In October 2023, the Department of Home Affairs gazetted a revised critical skills list for South Africa, to include veterinarians and veterinary nurses. 

The list was updated in 2022 for the first time since 2014 as part of the government’s drive to draw skilled professionals to South Africa to address the local skills shortage.

In May, SAVC indicated that they along with the Department of Agriculture, Land Reform and Rural Development, were engaging with Home Affairs to reinstate veterinary professionals as they were dropped from the critical skills list in 2022.

SAVC president Dr Nandipha Ndudane also warned potential crises in animal health and food safety and security loomed due to the shortage of veterinarians.

“Our records show that we are losing up to 150 vets a year to emigration… (and) a fifth of young vets aged 25 to 29 polled intended to emigrate,” said Ndudane in a statement.
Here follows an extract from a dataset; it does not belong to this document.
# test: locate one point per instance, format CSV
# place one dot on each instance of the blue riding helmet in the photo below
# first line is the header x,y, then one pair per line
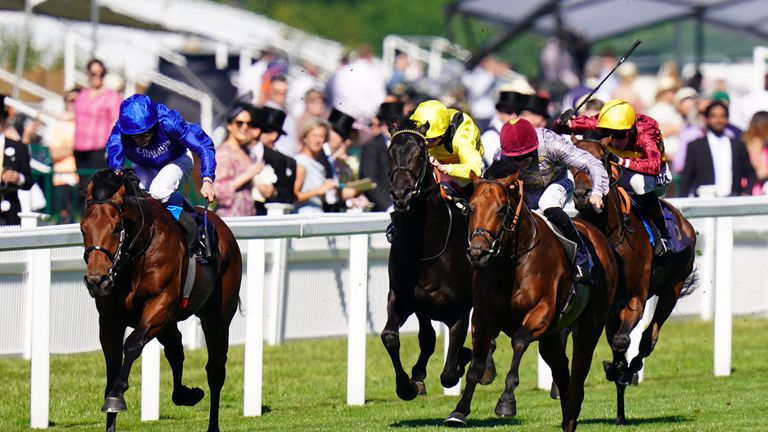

“Something urgently needs to be done to stem the exodus of these highly qualified and sought-after professionals, provide more tertiary training opportunities for vets in South Africa, and make it easier for foreign vets and foreign South African-qualified students to practise here.”

A greater need in the informal agriculture sector

In March, a survey conducted by SAVC and Marketing Surveys and Statistical Analysis funded by HWSETA indicated that 90% of commercial farmers highly respect veterinarians, with 88% saying they have a good relationship with vets and seek their advice. Most commercial farmers surveyed also believed that vets play an important role in ensuring food security and curbing zoonotic diseases.

The research found that more than 80% of commercial farmers have livestock. It’s estimated that commercial farmers in South Africa own 7.2 million cattle and 13.6 million sheep. However, while 71% of respondents had easy access to veterinary services in their area, most farmers treated their animals themselves – unless there was an emergency. They were generally well-informed about animal diseases and had sufficient access to livestock remedies and scheduled medicines.

The insights from emerging and small-scale farmers, however, painted a different picture. The study estimated that as much as South Africa is home to 13.1 million cattle and 19.7 million sheep, roughly a third of which (5.9 million cattle and 6.1 million sheep) were owned by emerging and small-scale farmers.

Veterinary clinics were used by only 25% of the sample. One of the biggest challenges facing up-and-coming and small-scale farmers was their lack of agricultural training, the survey found, with more than three-quarters of respondents expressing a need for more education in this regard.